Debunking Comics: Graphic Novels within the Classroom

We just finished reading A Wrinkle in Time: The Graphic Novel in class, and some interesting questions were brought up. What role do comic books have in relationship to children? Can they be educational? And how are they supposed to help students become better readers? Well, these questions are actually being asked by plenty of educators, and – fear not – comic books are actually valued and used by many well informed teachers around the country. Some people had the notion that graphic novels and comic books are being used to “trick” students into reading. Any teacher who had dealt with reluctant readers knows there is no way to trick a student into reading if they have already made up their mind that they will not enjoy it. Instead, comic books and graphic novels are used as gateways to reading and writing in the classroom, and tackling two important aspects of furthering literacy: critical literacy and the literacy gender gap.

So what is critical literacy? It is the process of encouraging students to question, explore, or challenge text, and empowering them to form their own opinion about certain beliefs and ideals. There are many graphic novels that could fall into this category. Art Spiegelman’s Maus is the first that comes to find. However, there are more. Little Rock Nine by Marshall Poe presents two sides of the same story. One told by William, a sixteen year old, white male living in Little Rock, Arkansas. The other is told by Thomas, the black son of William’s family’s maid. U.S. Constitution: A Graphic Adaptation by Jonathan Hennessey is a much more factually drive graphic novel that dissects that U.S Constitution and explores each article, the bill of rights, and every amendment in detail. Another great example of a graphic novel that critical literacy can be applied to is Resistance by Carla Jablonski. This story takes place during Germany’s occupation of France, and explores issues such as adversity and selflessness. All of these stories are used to push students to high-order thinking, and encourage them to voice their opinions and beliefs through writing.

little rock nine         resistance      resitance page

Still, ‘why graphic novels?’ you may ask. Well studies show that this form of visual storytelling helps at risk students, students with ADHD, English Language Learners, and reluctant readers. One study decided to introduce comic books and manga into an urban high school in San Diego, and the results were astonishing. Within this school thirty languages were spoken by 2,200 students, who all qualified for federal free or reduced lunch. The books were given to students in a classroom designed for struggling readers and writers, most of which English was their second language. This study chose Will Eisner’s New York: The Big City as the first comic book to read as a class because of its urban setting. It is smart to assign books that students can make personal connections with. In the end, students’ confidence grew, and they were writing independently more often than before. What this study shows is that anyone can pick up a graphic novel and read through it critically. However, using graphic novels in a classroom evens the playing field for students that struggle with reading in one form or another.

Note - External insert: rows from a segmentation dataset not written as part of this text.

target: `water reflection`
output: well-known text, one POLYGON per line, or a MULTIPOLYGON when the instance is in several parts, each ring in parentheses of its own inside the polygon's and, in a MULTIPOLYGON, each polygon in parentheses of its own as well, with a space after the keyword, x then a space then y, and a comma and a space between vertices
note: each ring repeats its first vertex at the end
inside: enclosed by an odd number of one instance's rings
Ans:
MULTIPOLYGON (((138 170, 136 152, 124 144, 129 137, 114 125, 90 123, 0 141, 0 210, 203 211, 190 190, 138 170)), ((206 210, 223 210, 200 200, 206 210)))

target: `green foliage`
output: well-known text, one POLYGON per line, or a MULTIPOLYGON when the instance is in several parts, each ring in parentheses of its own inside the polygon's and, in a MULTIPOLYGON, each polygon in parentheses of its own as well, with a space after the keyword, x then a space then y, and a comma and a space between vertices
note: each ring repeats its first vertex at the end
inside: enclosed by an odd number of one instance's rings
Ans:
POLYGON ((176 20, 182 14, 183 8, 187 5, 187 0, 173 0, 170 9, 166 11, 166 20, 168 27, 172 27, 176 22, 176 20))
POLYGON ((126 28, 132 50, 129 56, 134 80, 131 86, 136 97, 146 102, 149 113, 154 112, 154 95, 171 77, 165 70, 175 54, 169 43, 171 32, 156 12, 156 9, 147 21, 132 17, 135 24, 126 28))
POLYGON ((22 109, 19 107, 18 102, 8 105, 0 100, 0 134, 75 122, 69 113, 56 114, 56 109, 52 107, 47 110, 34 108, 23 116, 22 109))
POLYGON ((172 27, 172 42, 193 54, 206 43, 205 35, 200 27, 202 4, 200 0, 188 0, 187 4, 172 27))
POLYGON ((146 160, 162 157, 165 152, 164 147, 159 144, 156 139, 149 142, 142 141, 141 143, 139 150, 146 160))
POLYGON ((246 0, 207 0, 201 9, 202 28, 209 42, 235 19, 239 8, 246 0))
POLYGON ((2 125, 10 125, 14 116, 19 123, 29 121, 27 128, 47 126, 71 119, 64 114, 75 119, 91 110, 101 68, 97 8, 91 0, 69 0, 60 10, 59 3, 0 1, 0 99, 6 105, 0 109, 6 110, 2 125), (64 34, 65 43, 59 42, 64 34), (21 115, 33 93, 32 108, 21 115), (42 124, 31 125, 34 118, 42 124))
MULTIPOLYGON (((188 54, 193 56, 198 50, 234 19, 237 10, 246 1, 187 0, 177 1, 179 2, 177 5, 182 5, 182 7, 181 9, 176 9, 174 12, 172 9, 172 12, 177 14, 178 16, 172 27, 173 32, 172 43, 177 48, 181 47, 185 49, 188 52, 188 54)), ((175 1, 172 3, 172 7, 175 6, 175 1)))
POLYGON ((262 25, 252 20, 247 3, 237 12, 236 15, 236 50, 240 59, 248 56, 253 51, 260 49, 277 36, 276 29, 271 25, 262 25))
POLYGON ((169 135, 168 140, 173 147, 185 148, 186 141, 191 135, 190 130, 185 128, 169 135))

The second area of literacy that graphic novels assist is bridging the gender gap between boys and girls performance in reading. As someone who is studying to become a teacher, I have a HUGE problem with labeling students as strictly ‘male’ or strictly ‘female.’ However, for this specific area of teaching, it is important to understand what the numbers and research says. At the moment, girls are far more likely to succeed in reading and writing performances than boys. Let’s face it, most boys look like this when they are handed a book:


We want them to look like this:

A boy reading in his school library

While there are many strategies teachers can perform to ensure engagement for young male readers, one of the simplest strategies is introducing boys to graphic novels. Why? Well, boys are also more likely to be diagnosed with ADHD. The excitement of moving from panel to panel and being able to quickly flip through pages provides is enough to engage students with ADHD. In other words, students do not feel restricted or threatened by a large page of boring black and white text. Instead, illustrations combined with text provided enough stimulation to engage students that find it harder to concentrate on one specific task. Providing a text like A Wrinkle in Time: A Graphic Novel allows students to participate in the same text as the rest of the class, while accommodating the novel to their needs.

Another problem many teachers face within the gender gap of literacy is that boys do not associate reading as a stereotypical ‘boy’ thing to do. More recent figures (surveying 5-14-year-olds) indicate that 75% of both boys and girls spent time reading for pleasure and confirm that 68% of boys did so; although 41% of boys consider reading to be boring and 45% consider it to be nerdy, 23% think that it is cool. This is where graphic novels come into play. Many times they are looked down upon because of their association with comic books. So what! While there is a large audience of female comic book readers, for the most part, comic books within the United States have developed by appealing to men. Think of the number of male superheroes out there. Proving to students that they can enjoy reading when they find the right kind of book is essential in scaffolding them to a new level of reading. Let’s say a student is introduced to one of the graphic novels I mentioned before, like Resistance. When given a social studies assignment or non-fiction book about World War II and the Nazi invasion of France, they will already be interested and engaged because of their previous exposure to the subject. Without that graphic novel, many boys (or girls) would have put up a fight reading informative texts about some war that took place in the 1940s.

The key is to find a book that sparks curiosity in students. It can be anything from Captain Underpants to The Invention of Hugo Cabret, as long as the text is visually engaging, the students will be more interested in literacy!